LEPRECHAUN would make an interesting double-feature with (the far superior) CRITTERS since the story and look of the movies are so similar. Was that intentional?

[Thoughts outside of the review: I haven't watched the other films in the series yet (at least in a review capacity), but I was daydreaming about a scenario where the leprechaun is trapped in a crate full of murder mystery novels.  Then when he is released years later, he's not only a murderous psychopath looking for his gold, but also the world's greatest detective!  He could even have a spunky assistant like Cordelia in Angel that would keep him somewhat in line.  I also think a LEPRECHAUN / WISHMASTER crossover has a lot of potential. And not them fighting against each other, but instead working together to obliterate teenagers.]

Part 2 - Leprechaun 2 (1994)
Part 3 - Leprechaun 3 (1995)
Part 4 - Leprechaun 4: In Space (1997)
Part 5 - Leprechaun in the Hood (2000)
Part 6 - Leprechaun: Back 2 tha Hood (2003)
Reboot - Leprechaun: Origins (2014)
Direct sequel to original film - Leprechaun Returns (2018)

Sunday, June 18, 2023

AN AMERICAN HIPPIE IN ISRAEL (1972)

A scuzzy dude gets off a plane in Israel. He starts hitchhiking and is almost immediately picked up by a woman. They go back to her crib, where he bitches about the Vietnam War before they screw. After their off-screen fuck session, they go for a walk and randomly meet another hippy couple. Boring stuff happens. Finally, around the 49 minutes mark, our four heroes show up at a large lake. Not too far offshore is a small, barren-looking island with like two bushes on it.
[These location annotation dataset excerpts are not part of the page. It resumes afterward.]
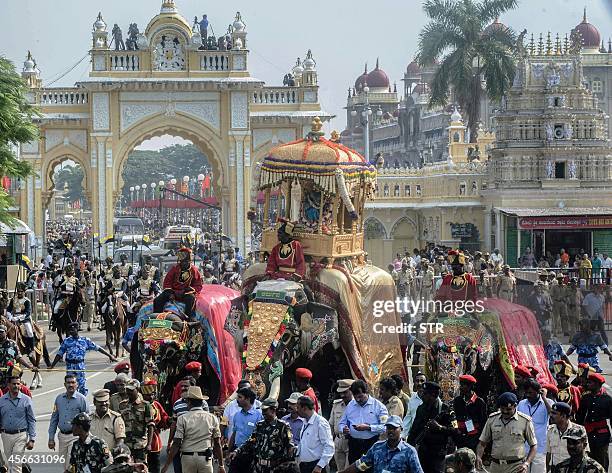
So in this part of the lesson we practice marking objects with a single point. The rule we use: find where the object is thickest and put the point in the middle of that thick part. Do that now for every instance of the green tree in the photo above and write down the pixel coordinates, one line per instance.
(16, 127)
(458, 39)
(71, 177)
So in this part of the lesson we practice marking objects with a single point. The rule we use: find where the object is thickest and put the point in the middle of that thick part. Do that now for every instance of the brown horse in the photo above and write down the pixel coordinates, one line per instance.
(40, 347)
(115, 322)
(70, 313)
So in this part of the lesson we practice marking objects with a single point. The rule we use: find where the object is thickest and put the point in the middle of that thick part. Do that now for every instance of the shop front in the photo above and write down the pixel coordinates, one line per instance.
(547, 231)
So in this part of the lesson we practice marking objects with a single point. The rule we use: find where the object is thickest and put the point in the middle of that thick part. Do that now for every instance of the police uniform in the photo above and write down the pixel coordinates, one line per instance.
(75, 350)
(427, 284)
(507, 439)
(138, 416)
(594, 412)
(270, 444)
(557, 294)
(197, 430)
(19, 311)
(110, 427)
(506, 285)
(89, 456)
(340, 440)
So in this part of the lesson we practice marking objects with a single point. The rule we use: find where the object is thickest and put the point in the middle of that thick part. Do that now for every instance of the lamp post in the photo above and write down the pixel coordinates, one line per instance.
(366, 112)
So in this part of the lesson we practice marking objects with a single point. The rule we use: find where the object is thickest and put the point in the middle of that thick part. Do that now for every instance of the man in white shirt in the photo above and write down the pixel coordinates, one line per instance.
(232, 408)
(316, 447)
(556, 445)
(414, 403)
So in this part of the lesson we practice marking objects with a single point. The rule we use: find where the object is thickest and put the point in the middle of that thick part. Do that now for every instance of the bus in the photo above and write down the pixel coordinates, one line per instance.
(124, 226)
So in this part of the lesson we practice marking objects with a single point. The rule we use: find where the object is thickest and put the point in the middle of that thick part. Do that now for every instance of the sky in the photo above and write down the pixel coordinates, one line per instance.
(342, 34)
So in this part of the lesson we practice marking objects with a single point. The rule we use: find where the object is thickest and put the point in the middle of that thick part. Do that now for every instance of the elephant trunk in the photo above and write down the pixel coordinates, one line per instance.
(275, 388)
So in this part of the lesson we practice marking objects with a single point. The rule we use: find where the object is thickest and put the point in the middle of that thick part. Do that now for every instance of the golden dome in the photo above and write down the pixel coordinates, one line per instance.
(315, 158)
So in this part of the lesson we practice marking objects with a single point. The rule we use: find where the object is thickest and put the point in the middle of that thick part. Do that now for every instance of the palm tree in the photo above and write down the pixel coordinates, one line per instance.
(458, 39)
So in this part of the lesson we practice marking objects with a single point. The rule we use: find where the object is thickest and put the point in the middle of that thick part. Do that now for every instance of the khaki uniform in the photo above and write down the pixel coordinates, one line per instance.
(508, 441)
(340, 441)
(573, 298)
(395, 406)
(427, 284)
(506, 285)
(138, 416)
(557, 294)
(197, 429)
(110, 427)
(116, 401)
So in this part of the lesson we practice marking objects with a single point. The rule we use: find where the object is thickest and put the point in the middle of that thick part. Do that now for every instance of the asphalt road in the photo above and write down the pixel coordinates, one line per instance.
(53, 385)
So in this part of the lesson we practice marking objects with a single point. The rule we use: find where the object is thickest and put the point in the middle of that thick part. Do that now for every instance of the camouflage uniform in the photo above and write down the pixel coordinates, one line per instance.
(89, 456)
(138, 416)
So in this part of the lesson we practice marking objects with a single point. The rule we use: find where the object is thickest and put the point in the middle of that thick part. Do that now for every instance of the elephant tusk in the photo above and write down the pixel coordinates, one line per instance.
(275, 388)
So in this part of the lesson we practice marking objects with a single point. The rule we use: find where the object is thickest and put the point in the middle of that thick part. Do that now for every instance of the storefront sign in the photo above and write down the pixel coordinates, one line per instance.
(570, 221)
(462, 230)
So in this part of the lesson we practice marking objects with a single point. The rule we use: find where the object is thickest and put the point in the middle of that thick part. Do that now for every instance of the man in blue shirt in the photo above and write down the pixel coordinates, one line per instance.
(17, 421)
(389, 456)
(66, 407)
(245, 419)
(75, 347)
(538, 408)
(363, 420)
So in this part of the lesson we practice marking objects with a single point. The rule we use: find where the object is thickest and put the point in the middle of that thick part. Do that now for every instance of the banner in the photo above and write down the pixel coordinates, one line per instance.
(569, 221)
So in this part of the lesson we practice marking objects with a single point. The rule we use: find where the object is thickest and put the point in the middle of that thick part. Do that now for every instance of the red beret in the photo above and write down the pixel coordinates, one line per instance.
(467, 378)
(119, 367)
(597, 377)
(523, 371)
(303, 373)
(193, 366)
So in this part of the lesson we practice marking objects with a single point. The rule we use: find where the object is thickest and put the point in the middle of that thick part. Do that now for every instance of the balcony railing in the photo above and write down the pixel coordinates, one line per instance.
(215, 61)
(124, 61)
(63, 97)
(284, 95)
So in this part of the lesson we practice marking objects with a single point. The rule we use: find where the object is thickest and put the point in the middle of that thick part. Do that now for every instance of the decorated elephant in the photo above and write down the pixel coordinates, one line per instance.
(275, 326)
(488, 345)
(166, 343)
(333, 335)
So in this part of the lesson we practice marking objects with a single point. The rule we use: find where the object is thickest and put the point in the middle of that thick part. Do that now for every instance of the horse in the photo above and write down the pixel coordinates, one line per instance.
(115, 323)
(69, 314)
(40, 347)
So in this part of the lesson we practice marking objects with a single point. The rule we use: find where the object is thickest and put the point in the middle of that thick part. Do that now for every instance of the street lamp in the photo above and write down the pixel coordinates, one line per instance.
(365, 121)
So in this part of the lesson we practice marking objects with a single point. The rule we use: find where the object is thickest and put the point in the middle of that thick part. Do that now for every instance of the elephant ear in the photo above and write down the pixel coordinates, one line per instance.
(233, 322)
(319, 326)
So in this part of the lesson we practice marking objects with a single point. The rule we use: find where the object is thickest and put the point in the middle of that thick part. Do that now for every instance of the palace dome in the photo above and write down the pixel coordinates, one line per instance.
(589, 33)
(495, 26)
(362, 79)
(378, 78)
(413, 68)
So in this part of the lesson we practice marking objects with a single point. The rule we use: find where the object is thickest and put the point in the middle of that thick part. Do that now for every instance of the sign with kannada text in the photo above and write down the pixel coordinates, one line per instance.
(566, 221)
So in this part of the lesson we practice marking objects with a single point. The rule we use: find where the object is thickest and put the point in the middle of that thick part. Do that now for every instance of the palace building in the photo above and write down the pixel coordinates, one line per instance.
(543, 180)
(172, 78)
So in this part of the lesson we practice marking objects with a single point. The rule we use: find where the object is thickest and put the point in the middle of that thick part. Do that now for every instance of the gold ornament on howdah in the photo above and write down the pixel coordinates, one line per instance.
(265, 324)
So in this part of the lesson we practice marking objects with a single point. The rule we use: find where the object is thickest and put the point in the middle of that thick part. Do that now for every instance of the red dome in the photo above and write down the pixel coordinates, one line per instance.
(589, 34)
(413, 68)
(496, 25)
(378, 78)
(362, 79)
(420, 88)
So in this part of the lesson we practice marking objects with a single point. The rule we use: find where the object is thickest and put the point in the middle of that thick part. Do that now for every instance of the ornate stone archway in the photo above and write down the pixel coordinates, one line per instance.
(170, 84)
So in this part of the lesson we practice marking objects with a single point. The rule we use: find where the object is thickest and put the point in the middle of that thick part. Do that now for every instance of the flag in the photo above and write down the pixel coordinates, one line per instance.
(25, 262)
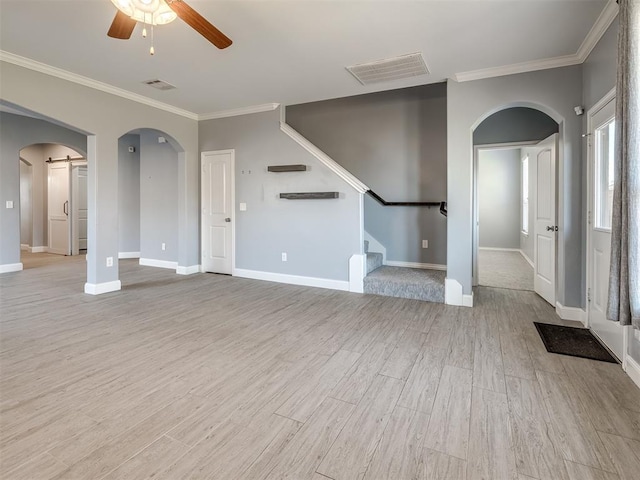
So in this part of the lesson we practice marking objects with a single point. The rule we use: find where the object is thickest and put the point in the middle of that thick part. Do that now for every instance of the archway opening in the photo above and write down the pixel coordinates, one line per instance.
(506, 143)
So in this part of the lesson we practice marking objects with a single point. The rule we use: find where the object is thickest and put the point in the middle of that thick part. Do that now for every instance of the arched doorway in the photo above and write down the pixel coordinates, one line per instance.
(149, 165)
(509, 152)
(53, 200)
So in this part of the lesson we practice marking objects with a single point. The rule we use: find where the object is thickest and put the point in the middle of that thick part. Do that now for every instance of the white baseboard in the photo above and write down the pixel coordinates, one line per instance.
(10, 267)
(188, 270)
(356, 273)
(293, 279)
(150, 262)
(571, 313)
(633, 370)
(425, 266)
(453, 294)
(100, 288)
(529, 261)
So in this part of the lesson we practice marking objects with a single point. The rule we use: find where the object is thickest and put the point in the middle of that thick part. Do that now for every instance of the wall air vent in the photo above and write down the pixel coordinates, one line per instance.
(396, 68)
(159, 84)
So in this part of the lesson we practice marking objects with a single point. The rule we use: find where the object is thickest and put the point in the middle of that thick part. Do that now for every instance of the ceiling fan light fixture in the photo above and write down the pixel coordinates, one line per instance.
(152, 12)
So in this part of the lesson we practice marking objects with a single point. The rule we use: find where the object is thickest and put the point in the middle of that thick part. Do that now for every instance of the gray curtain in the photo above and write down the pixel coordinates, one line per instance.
(624, 277)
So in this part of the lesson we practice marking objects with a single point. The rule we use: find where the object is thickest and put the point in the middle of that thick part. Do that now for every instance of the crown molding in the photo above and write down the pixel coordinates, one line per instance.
(599, 28)
(602, 23)
(555, 62)
(267, 107)
(88, 82)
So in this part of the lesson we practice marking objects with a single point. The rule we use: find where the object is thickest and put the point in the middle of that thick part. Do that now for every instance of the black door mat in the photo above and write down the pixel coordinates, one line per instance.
(577, 342)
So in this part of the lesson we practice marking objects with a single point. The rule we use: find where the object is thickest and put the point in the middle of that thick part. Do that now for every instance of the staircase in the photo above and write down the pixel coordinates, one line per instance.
(403, 282)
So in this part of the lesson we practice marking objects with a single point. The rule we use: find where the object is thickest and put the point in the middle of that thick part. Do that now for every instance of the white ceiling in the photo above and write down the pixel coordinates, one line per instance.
(292, 52)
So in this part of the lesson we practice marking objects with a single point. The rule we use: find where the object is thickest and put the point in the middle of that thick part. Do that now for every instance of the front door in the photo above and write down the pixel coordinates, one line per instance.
(58, 209)
(601, 169)
(217, 211)
(545, 220)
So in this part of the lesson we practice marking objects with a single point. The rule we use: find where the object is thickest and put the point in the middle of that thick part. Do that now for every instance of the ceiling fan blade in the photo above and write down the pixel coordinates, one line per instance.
(122, 26)
(199, 24)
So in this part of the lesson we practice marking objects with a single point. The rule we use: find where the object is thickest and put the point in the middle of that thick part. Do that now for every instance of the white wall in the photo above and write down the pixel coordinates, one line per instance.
(499, 198)
(26, 207)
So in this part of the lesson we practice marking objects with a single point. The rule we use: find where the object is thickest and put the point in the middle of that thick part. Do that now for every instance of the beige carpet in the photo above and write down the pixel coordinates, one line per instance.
(504, 270)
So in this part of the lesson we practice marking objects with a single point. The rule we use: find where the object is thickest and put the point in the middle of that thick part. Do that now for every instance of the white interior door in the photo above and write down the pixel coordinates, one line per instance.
(545, 227)
(79, 209)
(58, 210)
(217, 211)
(601, 168)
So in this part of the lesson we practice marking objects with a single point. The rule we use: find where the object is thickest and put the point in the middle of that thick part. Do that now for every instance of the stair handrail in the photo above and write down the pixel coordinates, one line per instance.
(382, 201)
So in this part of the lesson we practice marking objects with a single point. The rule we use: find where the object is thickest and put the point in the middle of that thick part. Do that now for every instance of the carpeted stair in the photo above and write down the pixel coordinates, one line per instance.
(414, 283)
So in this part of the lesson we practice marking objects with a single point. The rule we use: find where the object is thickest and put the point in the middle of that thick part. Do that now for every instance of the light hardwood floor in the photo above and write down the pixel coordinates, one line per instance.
(208, 376)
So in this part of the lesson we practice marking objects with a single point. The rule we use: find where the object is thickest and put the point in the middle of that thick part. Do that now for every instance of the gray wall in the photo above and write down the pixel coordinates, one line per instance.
(518, 124)
(319, 236)
(17, 132)
(129, 194)
(555, 92)
(395, 142)
(499, 198)
(158, 198)
(104, 118)
(599, 69)
(26, 207)
(599, 77)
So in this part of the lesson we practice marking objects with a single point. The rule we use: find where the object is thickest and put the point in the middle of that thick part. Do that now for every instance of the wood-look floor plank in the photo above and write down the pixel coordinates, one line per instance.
(302, 455)
(358, 379)
(576, 436)
(490, 451)
(399, 453)
(448, 430)
(348, 458)
(625, 454)
(150, 461)
(532, 436)
(123, 362)
(301, 405)
(42, 467)
(515, 356)
(488, 370)
(582, 472)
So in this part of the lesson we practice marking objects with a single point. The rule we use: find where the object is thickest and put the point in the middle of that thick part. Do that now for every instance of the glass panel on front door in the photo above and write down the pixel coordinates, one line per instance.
(604, 174)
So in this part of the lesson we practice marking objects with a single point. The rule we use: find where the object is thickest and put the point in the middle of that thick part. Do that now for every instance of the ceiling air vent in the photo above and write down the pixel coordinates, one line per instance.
(159, 84)
(405, 66)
They paddle over to the uninviting island on an inflatable boat. (Did I mention that the island is surrounded by sharks?) Once on the island, they don’t bother to tie up the boat or even unload any of their meager supplies. No, instead they run around naked and declare out loud that the World is “a bad World. Bad. Bad.” and that they are going to turn this island into a paradise free of “machines and buttons”. When they wake up the next morning, they’re shocked to discover that the unsecured boat (and their supplies) drifted off. This sets off a series of events that culminates in everybody going completely insane and running around like bloodthirsty cavemen. Snarling and attacking each other until they collapse in a pre-THE HILLS HAVE EYES cuddle puddle of death.

I normally don’t like to give away so much of a movie's plot, but if I didn’t with AN AMERICAN HIPPIE IN ISRAEL the entire review would just be: “Four losers get stuck on an island (due to their own stupidity) and nothing happens. The End. Skip it.” Mild nudity (that you don’t want to see), below average acting, shit script with a shit story, long patches of wasted time where nothing at all happens, one song that seemed to go on and on for way too long, lots of self-righteous babbling, okay camerawork, unsafe driving habits, a poor little goat who's safety I worried about.

I’ve done zero research, but, based off the film alone, it felt like the filmmakers themselves were anti-counterculture and talking shit about the hippy movement. Who knows, who cares. It doesn’t matter, it’s an ungroovy movie.  Which is sad because I'm a fan of counterculture cinema from this time period.

I’m sure that AN AMERICAN HIPPIE IN ISRAEL has fans and more power to them, but this sort of this isn't my bag, baby.  Hell, I’d be more interested in watching a documentary about the fans of AAHII than watching the actual movie ever again.